The first half saw Villa impose a welcome and effective press upon their hosts. Palace struggled to cope, as Villa tested their resolve across the pitch, limiting their time on the ball. Such was the impact of this, Palace appeared disorganised and hasty in their passing, allowing Villa to grow in confidence.
The opener came at around the quarter hour mark. Matt Targett, reprogrammed it seems in his last 180 minutes, did well to control a Villa corner, before firing a low effort into the net. It was a cool finish from the full-back, whose demeanor and confidence were in desperate need of a boost.
Villa made chances too. John McGinn resembled more of the player who stands out for Scotland at international level. The former Hibs man was excellent and unlucky as well, seeing a fine effort curl just past the post as well as a cross almost turned into Palace’s own net.
There were two possible penalty shouts for Watkins also. The first looked soft, but a second was waved away without much thought by a referee appearing out of his depth for much of the encounter.

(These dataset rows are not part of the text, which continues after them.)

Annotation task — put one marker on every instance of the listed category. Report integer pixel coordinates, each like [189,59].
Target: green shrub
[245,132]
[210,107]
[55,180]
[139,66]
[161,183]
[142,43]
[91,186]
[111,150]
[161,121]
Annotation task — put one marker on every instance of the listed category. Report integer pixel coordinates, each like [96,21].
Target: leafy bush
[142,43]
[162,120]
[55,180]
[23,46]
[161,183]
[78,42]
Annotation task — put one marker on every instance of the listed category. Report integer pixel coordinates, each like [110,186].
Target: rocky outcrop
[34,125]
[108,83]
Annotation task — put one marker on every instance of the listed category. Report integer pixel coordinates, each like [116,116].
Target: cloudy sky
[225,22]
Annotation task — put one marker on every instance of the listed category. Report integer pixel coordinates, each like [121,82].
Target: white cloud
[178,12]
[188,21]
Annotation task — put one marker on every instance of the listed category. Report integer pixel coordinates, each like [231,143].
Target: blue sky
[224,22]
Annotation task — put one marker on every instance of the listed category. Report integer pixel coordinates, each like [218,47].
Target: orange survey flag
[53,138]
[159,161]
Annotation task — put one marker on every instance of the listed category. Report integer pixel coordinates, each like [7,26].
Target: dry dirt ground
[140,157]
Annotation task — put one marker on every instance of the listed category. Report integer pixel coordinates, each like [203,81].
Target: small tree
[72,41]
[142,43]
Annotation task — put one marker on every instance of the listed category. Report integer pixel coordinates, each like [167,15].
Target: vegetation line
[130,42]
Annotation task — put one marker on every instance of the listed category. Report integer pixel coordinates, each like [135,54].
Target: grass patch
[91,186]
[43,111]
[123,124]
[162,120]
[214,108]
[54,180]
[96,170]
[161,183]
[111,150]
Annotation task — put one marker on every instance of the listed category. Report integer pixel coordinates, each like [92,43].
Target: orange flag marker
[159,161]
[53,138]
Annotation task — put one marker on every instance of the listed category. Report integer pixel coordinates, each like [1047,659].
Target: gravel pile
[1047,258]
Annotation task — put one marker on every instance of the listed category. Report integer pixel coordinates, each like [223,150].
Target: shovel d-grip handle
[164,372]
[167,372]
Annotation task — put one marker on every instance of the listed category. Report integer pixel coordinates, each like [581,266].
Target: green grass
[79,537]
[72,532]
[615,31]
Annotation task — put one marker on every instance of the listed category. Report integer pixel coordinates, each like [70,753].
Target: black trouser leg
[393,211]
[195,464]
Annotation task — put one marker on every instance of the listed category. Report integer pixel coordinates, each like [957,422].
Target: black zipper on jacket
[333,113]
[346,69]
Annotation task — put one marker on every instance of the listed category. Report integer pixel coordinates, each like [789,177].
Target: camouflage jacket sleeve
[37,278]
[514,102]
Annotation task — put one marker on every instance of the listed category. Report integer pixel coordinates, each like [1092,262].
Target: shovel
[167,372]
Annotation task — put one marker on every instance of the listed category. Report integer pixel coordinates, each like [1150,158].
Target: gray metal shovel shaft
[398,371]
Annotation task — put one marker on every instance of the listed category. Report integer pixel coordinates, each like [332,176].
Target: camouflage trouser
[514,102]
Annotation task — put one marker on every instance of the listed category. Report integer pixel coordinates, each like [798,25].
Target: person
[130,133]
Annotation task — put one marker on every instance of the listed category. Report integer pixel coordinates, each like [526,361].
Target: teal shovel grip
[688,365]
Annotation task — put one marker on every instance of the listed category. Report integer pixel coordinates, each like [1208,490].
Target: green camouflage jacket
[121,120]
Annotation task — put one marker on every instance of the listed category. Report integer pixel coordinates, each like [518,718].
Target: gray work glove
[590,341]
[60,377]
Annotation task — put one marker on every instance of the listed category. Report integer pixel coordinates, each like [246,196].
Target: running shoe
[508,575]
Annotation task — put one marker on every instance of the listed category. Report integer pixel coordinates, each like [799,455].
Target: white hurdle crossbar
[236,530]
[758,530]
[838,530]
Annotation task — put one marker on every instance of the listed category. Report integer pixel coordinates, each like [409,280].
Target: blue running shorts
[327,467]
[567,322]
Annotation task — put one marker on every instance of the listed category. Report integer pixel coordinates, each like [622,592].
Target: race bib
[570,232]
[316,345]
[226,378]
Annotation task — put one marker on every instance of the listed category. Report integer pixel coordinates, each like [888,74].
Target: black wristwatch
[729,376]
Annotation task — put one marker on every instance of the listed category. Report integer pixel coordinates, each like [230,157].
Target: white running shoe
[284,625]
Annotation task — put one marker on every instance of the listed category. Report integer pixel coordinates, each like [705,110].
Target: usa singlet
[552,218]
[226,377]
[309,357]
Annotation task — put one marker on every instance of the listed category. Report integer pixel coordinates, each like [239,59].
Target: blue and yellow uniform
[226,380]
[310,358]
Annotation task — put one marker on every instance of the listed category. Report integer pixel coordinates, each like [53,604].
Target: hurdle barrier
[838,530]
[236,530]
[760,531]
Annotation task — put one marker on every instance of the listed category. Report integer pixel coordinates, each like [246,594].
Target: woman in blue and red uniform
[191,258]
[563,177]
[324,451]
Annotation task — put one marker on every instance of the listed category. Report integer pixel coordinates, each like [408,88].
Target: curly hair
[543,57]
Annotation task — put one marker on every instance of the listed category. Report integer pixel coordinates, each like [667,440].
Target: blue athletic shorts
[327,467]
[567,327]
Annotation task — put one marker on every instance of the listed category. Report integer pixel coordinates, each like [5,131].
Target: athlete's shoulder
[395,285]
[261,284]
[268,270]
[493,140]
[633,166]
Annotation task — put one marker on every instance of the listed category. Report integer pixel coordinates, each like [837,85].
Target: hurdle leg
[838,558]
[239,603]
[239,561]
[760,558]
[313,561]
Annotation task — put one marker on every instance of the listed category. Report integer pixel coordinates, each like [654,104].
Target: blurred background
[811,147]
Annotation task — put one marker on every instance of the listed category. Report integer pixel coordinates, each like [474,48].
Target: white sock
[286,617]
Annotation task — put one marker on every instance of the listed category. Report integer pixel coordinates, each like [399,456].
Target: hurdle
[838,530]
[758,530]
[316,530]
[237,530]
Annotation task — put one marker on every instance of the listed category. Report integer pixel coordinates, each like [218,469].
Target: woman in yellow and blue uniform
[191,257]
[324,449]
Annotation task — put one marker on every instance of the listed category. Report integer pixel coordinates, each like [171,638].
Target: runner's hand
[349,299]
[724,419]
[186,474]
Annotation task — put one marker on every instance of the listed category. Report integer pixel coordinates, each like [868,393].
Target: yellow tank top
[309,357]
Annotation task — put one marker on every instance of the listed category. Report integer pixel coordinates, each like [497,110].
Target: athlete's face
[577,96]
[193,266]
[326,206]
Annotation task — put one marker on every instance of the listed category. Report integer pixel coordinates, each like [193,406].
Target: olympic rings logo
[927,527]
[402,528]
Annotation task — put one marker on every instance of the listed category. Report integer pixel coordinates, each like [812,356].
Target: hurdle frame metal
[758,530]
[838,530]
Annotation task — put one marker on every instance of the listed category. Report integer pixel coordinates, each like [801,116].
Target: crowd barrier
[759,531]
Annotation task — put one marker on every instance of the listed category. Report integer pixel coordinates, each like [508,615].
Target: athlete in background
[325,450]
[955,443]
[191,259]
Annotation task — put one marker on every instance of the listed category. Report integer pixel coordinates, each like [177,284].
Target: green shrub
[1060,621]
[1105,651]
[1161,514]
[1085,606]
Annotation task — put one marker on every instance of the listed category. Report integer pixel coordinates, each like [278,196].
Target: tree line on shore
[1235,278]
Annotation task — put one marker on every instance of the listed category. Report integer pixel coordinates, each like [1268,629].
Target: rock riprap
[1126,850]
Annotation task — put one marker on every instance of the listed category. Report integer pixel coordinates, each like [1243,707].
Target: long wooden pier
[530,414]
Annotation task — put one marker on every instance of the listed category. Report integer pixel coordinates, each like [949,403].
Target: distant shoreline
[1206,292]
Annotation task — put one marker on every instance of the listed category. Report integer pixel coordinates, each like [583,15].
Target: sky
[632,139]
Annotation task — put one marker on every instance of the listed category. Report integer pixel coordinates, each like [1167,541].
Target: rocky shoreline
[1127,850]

The second period produced an inevitable response from the home size. The return of Eze after a long absence suggested that the familiar script might play out as Palace grew into the game.
A heart-stopping moment came as Douglas Luiz, barely on the pitch for a few minutes was show a hasty red for a 50/50 challenge. A VAR review showed little of note, with the referee choosing to react the the Brazilian’s high boot rather than the tackle itself. For good measure, and to guarantee a rise in blood pressure, the official showed the red once more, before brandishing a yellow instead.
The winner came courtesy of a sublime counter.
Buendia was the magician, swifly moving the ball before receiving it back. The Argentine playmaker then fooled everyone, cutting a perfect ball into the path of El Ghazi. El Ghazi steadied, before rolling a ball to the feet of the Scot, who curled a fine finish beyond the helpless ‘keeper.
Palace were afford a late consolation to ensure our attention into the depths of injury time, but the history books will only record this as a deserved Villa victory at Selhurst Park.